I don't use the saddle horn, as I am used to english. I do pull on his mane, if i mount from the ground though. I suppose I should probably stop that (but what else am I supposed to pull with?) 

I'm apprehensive about using treats. Because 1. he is pushy. he will knock me down for a treat. 2. I don't want him to chip his teeth on the bit


----------



## waresbear (Jun 18, 2011)

If he is getting more worked up, something is wrong, either with the horse or yourself. Get someone else to work with him for a bit.


----------



## Ladytrails (Jul 28, 2010)

mselizabeth said:


> I don't use the saddle horn, as I am used to english. I do pull on his mane, if i mount from the ground though. I suppose I should probably stop that (but what else am I supposed to pull with?)
> 
> I'm apprehensive about using treats. Because 1. he is pushy. he will knock me down for a treat. 2. I don't want him to chip his teeth on the bit


I don't blame you about the treats decision. So your choices are to give him a positive reward if he stands still at the block, or to make him work if he doesn't stand still. I haven't read all the ideas at the other thread. However, I'll throw one last idea out here. The positive reward might be that you leave him alone if he stands still...just let him know he's good, then be quiet and stand there and let him be. Or, you can do something he likes, like scratch his favorite place. I think it depends on the horse and what motivates him.

My young gelding came out of training with an attitude from some pain issues across his withers and didn't like being mounted as a result, even after he was healed. I just stood on the block and when he stood still I scratched his rump and under his mane, both places that he adores being scratched. Sometimes that's all I did, sometimes I actually got in the saddle and kept on scratching after mounting. But...to get to that point, we had to start over on the standing-to-be-mounted-at-the-block lesson.


----------



## SorrelHorse (Apr 9, 2009)

Hell, I'm 5'2'' and 103lbs and my horse shies away from me when I'm mounting because I'm the only one who ever actually makes him get off his fat butt and work  And for the record, I can't mount worth a ****, due to my vertically challenged-ness (I can't jump xD) and even though I don't "Plop" either, I'm not a little feather by any means.

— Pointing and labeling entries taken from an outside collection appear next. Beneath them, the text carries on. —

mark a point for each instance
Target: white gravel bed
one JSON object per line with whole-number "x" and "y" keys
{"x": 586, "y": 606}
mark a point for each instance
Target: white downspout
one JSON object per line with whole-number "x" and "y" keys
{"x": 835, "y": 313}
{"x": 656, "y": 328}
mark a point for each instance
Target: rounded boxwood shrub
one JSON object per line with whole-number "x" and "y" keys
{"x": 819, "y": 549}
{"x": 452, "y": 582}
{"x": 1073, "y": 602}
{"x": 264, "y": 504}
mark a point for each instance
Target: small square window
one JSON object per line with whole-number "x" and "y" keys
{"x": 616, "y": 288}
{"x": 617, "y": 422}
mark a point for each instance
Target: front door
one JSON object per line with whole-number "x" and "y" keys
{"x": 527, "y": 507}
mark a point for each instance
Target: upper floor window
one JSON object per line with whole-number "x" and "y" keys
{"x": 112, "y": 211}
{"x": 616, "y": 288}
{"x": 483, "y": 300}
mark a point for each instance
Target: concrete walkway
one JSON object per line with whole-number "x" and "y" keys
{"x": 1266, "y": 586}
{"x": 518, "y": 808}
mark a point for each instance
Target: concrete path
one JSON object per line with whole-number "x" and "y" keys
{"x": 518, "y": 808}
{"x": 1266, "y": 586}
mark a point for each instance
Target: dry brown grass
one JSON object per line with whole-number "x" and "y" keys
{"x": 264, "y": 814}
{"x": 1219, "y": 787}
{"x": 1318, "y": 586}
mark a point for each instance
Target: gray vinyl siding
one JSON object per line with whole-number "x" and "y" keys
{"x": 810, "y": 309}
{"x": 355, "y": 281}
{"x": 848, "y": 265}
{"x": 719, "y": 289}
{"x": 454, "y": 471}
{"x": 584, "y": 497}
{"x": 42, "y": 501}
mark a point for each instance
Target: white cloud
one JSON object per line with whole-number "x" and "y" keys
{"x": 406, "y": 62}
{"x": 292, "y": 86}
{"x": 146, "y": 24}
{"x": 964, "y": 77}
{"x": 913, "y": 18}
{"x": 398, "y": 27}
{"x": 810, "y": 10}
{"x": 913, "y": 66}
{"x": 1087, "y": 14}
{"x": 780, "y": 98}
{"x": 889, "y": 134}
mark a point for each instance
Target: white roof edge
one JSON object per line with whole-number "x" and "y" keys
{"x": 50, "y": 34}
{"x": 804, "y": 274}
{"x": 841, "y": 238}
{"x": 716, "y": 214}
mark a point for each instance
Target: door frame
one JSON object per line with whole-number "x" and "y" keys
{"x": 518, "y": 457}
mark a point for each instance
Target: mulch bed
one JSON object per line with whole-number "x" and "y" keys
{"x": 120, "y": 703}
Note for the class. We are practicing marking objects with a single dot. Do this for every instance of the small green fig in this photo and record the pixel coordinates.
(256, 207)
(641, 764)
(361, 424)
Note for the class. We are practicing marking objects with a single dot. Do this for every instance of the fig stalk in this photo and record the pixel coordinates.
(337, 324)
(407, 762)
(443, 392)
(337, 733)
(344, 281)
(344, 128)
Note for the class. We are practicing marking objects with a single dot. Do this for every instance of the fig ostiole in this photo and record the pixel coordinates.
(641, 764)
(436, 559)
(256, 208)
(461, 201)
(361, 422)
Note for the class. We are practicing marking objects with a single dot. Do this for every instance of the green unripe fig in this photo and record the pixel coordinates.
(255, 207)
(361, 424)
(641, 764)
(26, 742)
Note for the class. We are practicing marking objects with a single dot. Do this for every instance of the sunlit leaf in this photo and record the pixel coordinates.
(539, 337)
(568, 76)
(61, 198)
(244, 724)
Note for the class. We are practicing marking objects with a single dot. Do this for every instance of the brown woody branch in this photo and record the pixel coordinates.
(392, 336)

I highly doubt your horse is having trouble with you. I've seen tiny little ponies carry a lot more weight than what your TB is carrying - Which isn't even THAT bad. ;D


----------



## soenjer55 (Dec 4, 2011)

I'm 130 lbs, and my gelding is about 14 hands and built like a TANK. He could easily carry three times my weight. And he will still try to jig around when I get into the saddle, western or english. So does my 15 hand gelding, so does my mom's (EXTREMELY undisciplined and rude) mare. All of them are good, strong, stocky horses who could easily pack 300 lbs. I've only ever seen one horse that looks weak enough to not be able to carry more than 150 lbs, and that was just being safe because of a VERY weak body type.
I know my horses are healthy, etc. They do that because I spoil them, and it doesn't really bother me because when I want them to quit, they listen.
What do you do when you get on? I think this is just him misbehaving for you.
I would analyze what YOU do, then what your trainer, who he stands for, does. See if there's a difference, because I think that's it. He's being spunky with you.


----------



## EighteenHands (Sep 12, 2011)

It doesnt sound like your weight, it sounds like your horses is testing you because he/she know thecan get away with it.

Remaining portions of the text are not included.